By Joe Baur
This article originally appeared on The Nosher.
One morning, my wife suggested I look into making a different kind of bread. Not necessarily to replace my weekly challah habit, but just to try something new. I asked what she had in mind and she mentioned monkey bread. I’d never heard of it.
So I Googled and turns out that monkey bread is actually a yeasted cake. Its origins are rooted in the immigrant Hungarian Jewish community that came to the United States. I immediately thought of my father’s grandparents, Jews who immigrated from the former Austro-Hungarian Empire. I texted my father and sure enough he remembered his grandmother, Bertha Stern, making him what she called Hungarian coffee cake, but what many call aranygaluska.
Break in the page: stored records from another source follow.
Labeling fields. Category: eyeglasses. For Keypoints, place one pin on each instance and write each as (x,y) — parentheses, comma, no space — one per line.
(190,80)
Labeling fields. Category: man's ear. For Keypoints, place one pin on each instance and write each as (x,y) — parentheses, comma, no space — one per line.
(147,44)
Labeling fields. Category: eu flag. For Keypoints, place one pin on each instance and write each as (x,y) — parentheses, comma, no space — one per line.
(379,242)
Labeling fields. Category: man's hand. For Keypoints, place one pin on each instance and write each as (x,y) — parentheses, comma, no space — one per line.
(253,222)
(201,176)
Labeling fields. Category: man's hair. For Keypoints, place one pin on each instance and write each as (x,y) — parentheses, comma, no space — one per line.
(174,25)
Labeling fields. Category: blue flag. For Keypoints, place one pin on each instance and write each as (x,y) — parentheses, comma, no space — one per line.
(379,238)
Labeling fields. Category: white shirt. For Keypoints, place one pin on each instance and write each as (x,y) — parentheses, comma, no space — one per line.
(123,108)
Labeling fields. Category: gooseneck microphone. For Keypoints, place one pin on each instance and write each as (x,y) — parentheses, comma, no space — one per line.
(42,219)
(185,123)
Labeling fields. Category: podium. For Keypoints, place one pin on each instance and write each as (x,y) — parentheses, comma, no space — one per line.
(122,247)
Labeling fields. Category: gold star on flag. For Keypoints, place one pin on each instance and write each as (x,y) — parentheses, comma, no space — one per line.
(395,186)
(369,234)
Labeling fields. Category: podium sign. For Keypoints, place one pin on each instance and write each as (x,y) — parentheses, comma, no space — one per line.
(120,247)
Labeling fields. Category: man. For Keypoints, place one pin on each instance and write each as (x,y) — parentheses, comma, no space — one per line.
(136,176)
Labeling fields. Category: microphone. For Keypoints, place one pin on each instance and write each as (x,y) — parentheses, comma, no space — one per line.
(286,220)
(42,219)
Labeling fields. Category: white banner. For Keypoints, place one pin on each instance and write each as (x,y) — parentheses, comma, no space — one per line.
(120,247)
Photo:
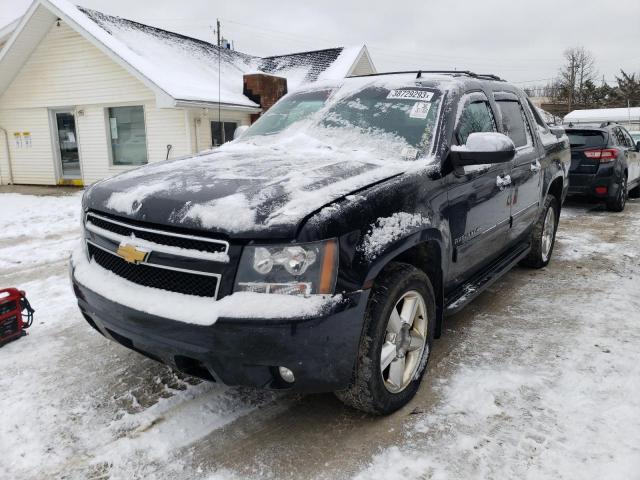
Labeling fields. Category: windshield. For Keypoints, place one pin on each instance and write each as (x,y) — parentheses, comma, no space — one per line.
(404,119)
Aranygaluska looks something like a Bundt cake without the doughnut hole and the splash of powdered sugar. That’s because the goodness lies within, where the warm, gooey jam awaits between doughy dumplings covered in butter, cinnamon and brown sugar. Aranygaluska has all the characteristics of a dessert but can just as easily go down with your morning cup of coffee.
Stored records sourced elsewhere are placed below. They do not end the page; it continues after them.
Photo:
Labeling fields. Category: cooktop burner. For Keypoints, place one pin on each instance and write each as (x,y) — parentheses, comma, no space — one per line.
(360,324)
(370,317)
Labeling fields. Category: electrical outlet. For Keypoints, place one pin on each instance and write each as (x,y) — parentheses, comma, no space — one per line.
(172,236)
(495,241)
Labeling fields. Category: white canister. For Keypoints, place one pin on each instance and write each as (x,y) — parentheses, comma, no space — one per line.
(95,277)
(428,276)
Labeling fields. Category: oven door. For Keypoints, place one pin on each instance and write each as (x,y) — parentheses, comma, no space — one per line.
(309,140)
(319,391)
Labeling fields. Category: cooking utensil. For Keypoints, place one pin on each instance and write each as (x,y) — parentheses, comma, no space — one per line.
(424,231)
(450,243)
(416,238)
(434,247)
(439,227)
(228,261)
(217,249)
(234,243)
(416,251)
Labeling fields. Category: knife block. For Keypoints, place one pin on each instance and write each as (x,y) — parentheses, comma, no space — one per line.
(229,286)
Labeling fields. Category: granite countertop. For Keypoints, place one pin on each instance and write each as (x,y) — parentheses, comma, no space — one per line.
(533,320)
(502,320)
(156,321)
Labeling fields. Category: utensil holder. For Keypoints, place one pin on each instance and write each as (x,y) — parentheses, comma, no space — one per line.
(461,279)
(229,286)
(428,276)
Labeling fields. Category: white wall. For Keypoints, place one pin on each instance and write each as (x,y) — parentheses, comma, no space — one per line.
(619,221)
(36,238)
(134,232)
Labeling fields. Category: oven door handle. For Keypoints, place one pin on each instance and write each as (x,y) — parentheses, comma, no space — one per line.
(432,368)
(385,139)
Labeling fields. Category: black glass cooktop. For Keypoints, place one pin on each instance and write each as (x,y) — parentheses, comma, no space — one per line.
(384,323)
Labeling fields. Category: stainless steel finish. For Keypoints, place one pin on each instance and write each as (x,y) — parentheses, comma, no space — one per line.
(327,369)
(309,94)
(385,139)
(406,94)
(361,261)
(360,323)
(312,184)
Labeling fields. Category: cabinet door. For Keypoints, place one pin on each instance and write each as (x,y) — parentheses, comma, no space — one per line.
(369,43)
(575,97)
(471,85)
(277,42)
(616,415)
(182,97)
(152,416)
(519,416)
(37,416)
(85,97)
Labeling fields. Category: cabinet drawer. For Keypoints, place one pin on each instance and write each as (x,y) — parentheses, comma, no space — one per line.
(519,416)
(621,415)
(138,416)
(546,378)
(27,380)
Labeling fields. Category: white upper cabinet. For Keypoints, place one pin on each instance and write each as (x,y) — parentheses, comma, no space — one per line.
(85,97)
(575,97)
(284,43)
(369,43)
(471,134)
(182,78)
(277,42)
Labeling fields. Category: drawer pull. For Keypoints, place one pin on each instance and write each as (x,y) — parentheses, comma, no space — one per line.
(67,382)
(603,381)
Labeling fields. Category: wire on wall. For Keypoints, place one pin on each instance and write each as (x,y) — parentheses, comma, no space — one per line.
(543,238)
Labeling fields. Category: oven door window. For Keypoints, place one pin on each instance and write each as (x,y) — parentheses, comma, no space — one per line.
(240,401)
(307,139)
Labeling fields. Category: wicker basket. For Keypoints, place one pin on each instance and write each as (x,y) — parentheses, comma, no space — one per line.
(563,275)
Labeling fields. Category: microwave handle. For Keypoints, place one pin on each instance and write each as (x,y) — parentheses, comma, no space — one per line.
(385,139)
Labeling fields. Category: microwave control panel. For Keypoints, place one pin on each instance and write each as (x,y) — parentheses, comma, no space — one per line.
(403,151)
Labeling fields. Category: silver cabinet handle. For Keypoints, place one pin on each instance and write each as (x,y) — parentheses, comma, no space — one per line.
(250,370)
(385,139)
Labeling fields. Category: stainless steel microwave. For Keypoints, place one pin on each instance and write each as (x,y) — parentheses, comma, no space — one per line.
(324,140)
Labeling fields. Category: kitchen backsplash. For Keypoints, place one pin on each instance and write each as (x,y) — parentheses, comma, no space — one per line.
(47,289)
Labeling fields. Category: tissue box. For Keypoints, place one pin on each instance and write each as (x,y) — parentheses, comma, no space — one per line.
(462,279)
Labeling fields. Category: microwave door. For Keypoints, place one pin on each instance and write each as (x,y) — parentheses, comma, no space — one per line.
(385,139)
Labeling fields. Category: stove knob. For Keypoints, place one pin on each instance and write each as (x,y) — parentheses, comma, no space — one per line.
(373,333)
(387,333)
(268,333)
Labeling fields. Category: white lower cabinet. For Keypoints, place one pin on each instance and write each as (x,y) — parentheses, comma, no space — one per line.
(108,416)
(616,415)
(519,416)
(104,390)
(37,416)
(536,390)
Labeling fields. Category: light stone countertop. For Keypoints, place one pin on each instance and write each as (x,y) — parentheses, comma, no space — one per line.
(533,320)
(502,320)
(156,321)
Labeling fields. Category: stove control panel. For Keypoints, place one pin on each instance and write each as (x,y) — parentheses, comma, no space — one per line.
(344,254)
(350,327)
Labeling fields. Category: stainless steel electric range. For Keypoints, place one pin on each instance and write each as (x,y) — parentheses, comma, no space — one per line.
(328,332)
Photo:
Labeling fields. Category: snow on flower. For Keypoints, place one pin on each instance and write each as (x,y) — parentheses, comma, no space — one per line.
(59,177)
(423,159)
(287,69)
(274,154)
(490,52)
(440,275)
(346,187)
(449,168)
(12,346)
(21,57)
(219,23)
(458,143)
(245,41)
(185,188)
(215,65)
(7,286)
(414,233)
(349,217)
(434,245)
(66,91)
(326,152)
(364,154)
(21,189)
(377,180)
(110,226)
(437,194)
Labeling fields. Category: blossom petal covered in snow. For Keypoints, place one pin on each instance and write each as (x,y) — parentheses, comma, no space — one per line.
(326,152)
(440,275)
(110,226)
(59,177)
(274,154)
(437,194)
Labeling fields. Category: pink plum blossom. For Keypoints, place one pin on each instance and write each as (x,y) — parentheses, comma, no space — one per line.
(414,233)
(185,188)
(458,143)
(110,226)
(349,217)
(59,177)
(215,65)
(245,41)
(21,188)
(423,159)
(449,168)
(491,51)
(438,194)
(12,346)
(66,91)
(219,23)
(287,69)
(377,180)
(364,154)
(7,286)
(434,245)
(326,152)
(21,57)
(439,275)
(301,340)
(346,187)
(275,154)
Jewish food historian Gil Marks included aranygaluska in his Encyclopedia of Jewish Food, noting the arrival of the “golden dumpling” in the 1880s. Hungarian Jewish immigrants started selling it in their bakeries sometime in the mid-20th century, and it transcended Jewish foods when it was included in a 1972 edition of Betty Crocker, referred to as “Hungarian Coffee Cake,” as my great-grandmother called it.
Eventually it became known as monkey bread. There’s no definitive reason why, but one of the more popular theories is that the act of pulling the bread apart mimicked how a monkey picks something apart.
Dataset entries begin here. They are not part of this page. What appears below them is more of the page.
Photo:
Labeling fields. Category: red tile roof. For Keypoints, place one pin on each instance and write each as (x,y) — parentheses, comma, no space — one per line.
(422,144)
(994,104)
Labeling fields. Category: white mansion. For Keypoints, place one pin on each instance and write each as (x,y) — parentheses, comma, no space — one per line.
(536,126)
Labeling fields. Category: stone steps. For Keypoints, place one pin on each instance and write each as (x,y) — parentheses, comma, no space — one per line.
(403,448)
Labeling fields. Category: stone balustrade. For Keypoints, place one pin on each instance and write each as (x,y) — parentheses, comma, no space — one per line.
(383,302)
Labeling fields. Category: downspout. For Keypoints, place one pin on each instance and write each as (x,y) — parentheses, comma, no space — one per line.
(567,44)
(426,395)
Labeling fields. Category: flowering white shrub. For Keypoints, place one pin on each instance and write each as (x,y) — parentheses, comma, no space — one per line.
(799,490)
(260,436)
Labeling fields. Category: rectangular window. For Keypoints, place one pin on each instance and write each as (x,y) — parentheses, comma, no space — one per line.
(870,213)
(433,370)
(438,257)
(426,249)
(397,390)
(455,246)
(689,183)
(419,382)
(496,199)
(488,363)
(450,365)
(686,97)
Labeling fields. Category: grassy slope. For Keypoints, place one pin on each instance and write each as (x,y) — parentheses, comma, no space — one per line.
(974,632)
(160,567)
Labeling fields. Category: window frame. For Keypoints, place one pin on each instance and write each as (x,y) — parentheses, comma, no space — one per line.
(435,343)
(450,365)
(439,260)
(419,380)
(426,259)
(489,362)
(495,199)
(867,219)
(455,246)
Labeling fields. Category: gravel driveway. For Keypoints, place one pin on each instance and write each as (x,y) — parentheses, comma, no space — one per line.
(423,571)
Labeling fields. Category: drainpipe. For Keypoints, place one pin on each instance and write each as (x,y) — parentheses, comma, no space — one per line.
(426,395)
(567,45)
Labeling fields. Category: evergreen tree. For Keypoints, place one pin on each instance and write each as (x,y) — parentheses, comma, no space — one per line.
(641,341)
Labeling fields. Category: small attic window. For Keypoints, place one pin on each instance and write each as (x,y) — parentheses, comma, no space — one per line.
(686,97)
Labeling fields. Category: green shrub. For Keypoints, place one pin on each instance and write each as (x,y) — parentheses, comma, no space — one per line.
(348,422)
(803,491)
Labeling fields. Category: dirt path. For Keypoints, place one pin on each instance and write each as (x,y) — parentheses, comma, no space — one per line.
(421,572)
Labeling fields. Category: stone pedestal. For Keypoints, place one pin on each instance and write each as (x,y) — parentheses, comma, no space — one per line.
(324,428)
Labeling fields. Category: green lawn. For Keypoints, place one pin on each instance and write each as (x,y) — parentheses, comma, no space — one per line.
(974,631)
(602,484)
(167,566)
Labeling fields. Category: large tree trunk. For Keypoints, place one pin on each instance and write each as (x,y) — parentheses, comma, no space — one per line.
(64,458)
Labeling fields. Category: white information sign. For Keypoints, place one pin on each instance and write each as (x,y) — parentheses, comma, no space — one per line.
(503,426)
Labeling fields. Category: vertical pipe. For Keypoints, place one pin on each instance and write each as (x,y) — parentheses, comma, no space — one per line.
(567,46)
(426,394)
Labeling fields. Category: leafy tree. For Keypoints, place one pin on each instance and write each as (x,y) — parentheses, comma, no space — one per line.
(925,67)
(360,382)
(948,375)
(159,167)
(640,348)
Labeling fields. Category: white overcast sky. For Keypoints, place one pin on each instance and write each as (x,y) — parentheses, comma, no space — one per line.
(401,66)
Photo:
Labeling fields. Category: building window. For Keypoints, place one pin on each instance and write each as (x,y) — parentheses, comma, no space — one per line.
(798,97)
Joan Nathan, the matriarch of American Ashkenazi cuisine, says she first came across the recipe in George Lang’s “The Cuisine of Hungary” (1971). She also notes that replacing the walnuts with cocoa turns the dish into the wonderfully Yiddish kuchem-buchem.
I admittedly was a bit verklempt when I realized I had stumbled upon a heritage food, especially one laced with two of my favorite ingredients, cinnamon and honey.
This is great for an inexperienced baker because it’s a difficult recipe to screw up. As you get your dough together, it just involves taking pieces of that dough, swooshing them around in bowls of butter and cinnamon sugar, then arranging the chunks of sweetness in layers. Fill the gaps with jam and you’re set.